After an evaluation, GNOME has moved from Bugzilla to GitLab. Learn more about GitLab.
No new issues can be reported in GNOME Bugzilla anymore.
To report an issue in a GNOME project, go to GNOME GitLab.
Do not go to GNOME Gitlab for: Bluefish, Doxygen, GnuCash, GStreamer, java-gnome, LDTP, NetworkManager, Tomboy.
Bug 522772 - Content-Encoding support
Content-Encoding support
Status: RESOLVED FIXED
Product: libsoup
Classification: Core
Component: HTTP Transport
2.4.x
Other Linux
: Normal normal
: GNOME 2.24
Assigned To: libsoup-maint@gnome.bugs
libsoup-maint@gnome.bugs
: 587912 598285 603269 603616 610684 (view as bug list)
Depends on: 591739
Blocks:
 
 
Reported: 2008-03-16 15:14 UTC by Dan Winship
Modified: 2010-03-04 00:34 UTC
See Also:
GNOME target: ---
GNOME version: ---


Attachments
webkit patch to use SoupContentDecoder (1.59 KB, patch)
2009-10-27 17:51 UTC, Dan Winship
none Details | Review

Description Dan Winship 2008-03-16 15:14:24 UTC
libsoup should support "Content-Encoding: deflate" and "Content-Encoding: gzip".

Client-side:

  - Have a flag like SOUP_SESSION_DO_CONTENT_ENCODING, that tells the
    session to automatically decode encoded responses. (Can't do this
    automatically; it would mess up apps that are currently doing it by
    hand.)

  - How does this interact with soup_message_set_chunk_allocator()?
    (We need to return the data to the caller in the buffers it has
    allocated. So this means one of: (a) we allocate our own buffers for
    reading and then decode into the app-provided buffers, (b) we read
    into the app-provided buffers and then try to decode in place, using
    as little temporary memory as possible, or (c) we ask the app for extra
    buffers, and read into some and decode into others.)

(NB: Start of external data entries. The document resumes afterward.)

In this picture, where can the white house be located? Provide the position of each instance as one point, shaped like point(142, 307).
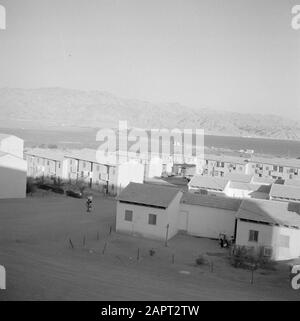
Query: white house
point(148, 210)
point(12, 167)
point(208, 216)
point(207, 185)
point(280, 192)
point(247, 190)
point(46, 164)
point(271, 227)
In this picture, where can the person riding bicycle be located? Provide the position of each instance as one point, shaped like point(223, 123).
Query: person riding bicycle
point(89, 203)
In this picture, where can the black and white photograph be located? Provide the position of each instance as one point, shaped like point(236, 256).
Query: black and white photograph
point(149, 152)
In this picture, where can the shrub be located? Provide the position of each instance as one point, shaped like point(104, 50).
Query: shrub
point(200, 260)
point(30, 186)
point(243, 257)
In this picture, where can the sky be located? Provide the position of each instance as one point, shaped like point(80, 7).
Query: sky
point(232, 55)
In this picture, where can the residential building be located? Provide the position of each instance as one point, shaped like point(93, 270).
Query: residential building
point(270, 227)
point(247, 190)
point(46, 164)
point(11, 144)
point(208, 185)
point(208, 216)
point(148, 210)
point(280, 192)
point(12, 167)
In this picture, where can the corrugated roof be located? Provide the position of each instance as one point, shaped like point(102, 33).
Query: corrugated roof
point(292, 182)
point(148, 194)
point(208, 182)
point(251, 187)
point(226, 158)
point(285, 191)
point(227, 203)
point(267, 211)
point(262, 180)
point(56, 155)
point(236, 177)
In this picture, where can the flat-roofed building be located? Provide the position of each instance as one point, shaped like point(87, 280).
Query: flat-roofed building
point(270, 228)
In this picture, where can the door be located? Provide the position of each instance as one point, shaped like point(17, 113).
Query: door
point(183, 220)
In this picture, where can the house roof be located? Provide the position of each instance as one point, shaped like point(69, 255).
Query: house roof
point(55, 155)
point(148, 195)
point(158, 181)
point(250, 187)
point(226, 158)
point(3, 154)
point(3, 136)
point(285, 191)
point(262, 180)
point(236, 177)
point(292, 182)
point(279, 161)
point(86, 154)
point(267, 211)
point(208, 182)
point(226, 203)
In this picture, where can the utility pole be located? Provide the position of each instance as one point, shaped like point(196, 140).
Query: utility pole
point(167, 233)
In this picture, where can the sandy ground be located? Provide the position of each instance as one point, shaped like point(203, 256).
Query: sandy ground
point(35, 249)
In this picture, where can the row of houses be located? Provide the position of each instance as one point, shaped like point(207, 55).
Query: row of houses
point(160, 212)
point(272, 168)
point(12, 167)
point(246, 186)
point(83, 166)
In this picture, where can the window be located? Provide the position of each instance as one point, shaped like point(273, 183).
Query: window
point(128, 215)
point(152, 219)
point(253, 236)
point(284, 241)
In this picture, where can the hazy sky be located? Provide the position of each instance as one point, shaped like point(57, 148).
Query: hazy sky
point(237, 55)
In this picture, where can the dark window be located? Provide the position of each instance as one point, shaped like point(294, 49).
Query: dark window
point(128, 215)
point(253, 236)
point(284, 241)
point(152, 219)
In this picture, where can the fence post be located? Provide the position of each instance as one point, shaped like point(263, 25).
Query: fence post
point(104, 248)
point(70, 241)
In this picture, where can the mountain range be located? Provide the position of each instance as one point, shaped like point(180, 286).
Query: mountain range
point(61, 107)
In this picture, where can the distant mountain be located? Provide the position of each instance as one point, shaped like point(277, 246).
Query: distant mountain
point(67, 107)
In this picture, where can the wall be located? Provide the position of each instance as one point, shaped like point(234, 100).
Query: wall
point(173, 215)
point(129, 172)
point(208, 222)
point(269, 236)
point(13, 172)
point(139, 225)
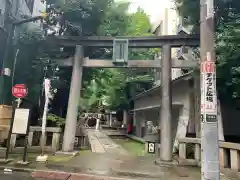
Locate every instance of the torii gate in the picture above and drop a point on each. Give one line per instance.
(120, 59)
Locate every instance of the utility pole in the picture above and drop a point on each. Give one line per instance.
(209, 121)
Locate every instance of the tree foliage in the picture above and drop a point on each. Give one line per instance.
(227, 41)
(109, 87)
(101, 87)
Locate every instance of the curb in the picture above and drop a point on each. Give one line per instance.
(136, 175)
(133, 175)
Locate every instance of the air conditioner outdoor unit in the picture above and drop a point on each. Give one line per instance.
(181, 51)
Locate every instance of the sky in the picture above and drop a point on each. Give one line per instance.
(152, 7)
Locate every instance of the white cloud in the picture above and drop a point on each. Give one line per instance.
(153, 8)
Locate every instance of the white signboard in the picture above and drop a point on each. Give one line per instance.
(20, 123)
(151, 147)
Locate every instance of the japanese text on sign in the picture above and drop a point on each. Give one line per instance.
(19, 90)
(208, 88)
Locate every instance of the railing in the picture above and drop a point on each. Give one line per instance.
(229, 153)
(34, 136)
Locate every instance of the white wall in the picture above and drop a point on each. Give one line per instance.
(38, 7)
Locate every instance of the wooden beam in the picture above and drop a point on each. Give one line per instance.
(134, 42)
(131, 63)
(175, 104)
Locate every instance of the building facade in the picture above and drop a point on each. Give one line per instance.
(14, 10)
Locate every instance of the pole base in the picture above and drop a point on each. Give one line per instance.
(5, 161)
(166, 163)
(42, 158)
(72, 153)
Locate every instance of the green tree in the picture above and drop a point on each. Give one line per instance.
(109, 87)
(227, 40)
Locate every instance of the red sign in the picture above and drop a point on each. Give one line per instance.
(19, 91)
(208, 67)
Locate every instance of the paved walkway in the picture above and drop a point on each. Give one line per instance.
(101, 143)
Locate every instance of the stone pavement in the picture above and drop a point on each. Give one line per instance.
(101, 143)
(127, 167)
(112, 164)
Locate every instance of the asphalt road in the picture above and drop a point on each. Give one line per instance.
(16, 176)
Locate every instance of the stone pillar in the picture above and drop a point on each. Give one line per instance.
(166, 106)
(73, 102)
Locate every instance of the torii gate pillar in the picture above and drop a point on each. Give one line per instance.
(73, 101)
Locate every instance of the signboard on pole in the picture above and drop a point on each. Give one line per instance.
(208, 92)
(19, 91)
(20, 122)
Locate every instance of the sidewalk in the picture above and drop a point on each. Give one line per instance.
(101, 143)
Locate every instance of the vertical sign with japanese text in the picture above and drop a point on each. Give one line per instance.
(208, 92)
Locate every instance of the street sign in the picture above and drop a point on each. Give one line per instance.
(151, 147)
(19, 91)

  - Maybe expose the encoding/decoding code in the public API so that
    apps can easily do it by hand in cases where our API doesn't work for
    them?

Server-side:

  - Allow server to either *declare* a Content-Encoding ("this content is
    already compressed") or *request* it ("i'd like this content to be
    compressed before sending"). The latter is sometimes used in web
    services.


Someday (maybe not right away), it might be nice to be able to plug in additional content-coding types. It might also be useful to support the corresponding Transfer-Encodings, although since they are not widely used (not at all used?) this isn't as important.
Comment 1 Dan Winship 2008-03-16 15:37:31 UTC
some work on this has been done on the content-coding branch of
http://gnome.org/~danw/libsoup.git (though it's also a little bit mixed in
with some thoughts about "I/O filters" as discussed in http://live.gnome.org/LibSoup/ToDo)
Comment 2 Dan Winship 2009-03-02 19:04:04 UTC
(In reply to comment #0)
>   - Have a flag like SOUP_SESSION_DO_CONTENT_ENCODING, that tells the
>     session to automatically decode encoded responses. (Can't do this
>     automatically; it would mess up apps that are currently doing it by
>     hand.)

Well, it should be a feature, not a flag, and it should be included in the SOUP_TYPE_GNOME_FEATURES_2_28 metafeature.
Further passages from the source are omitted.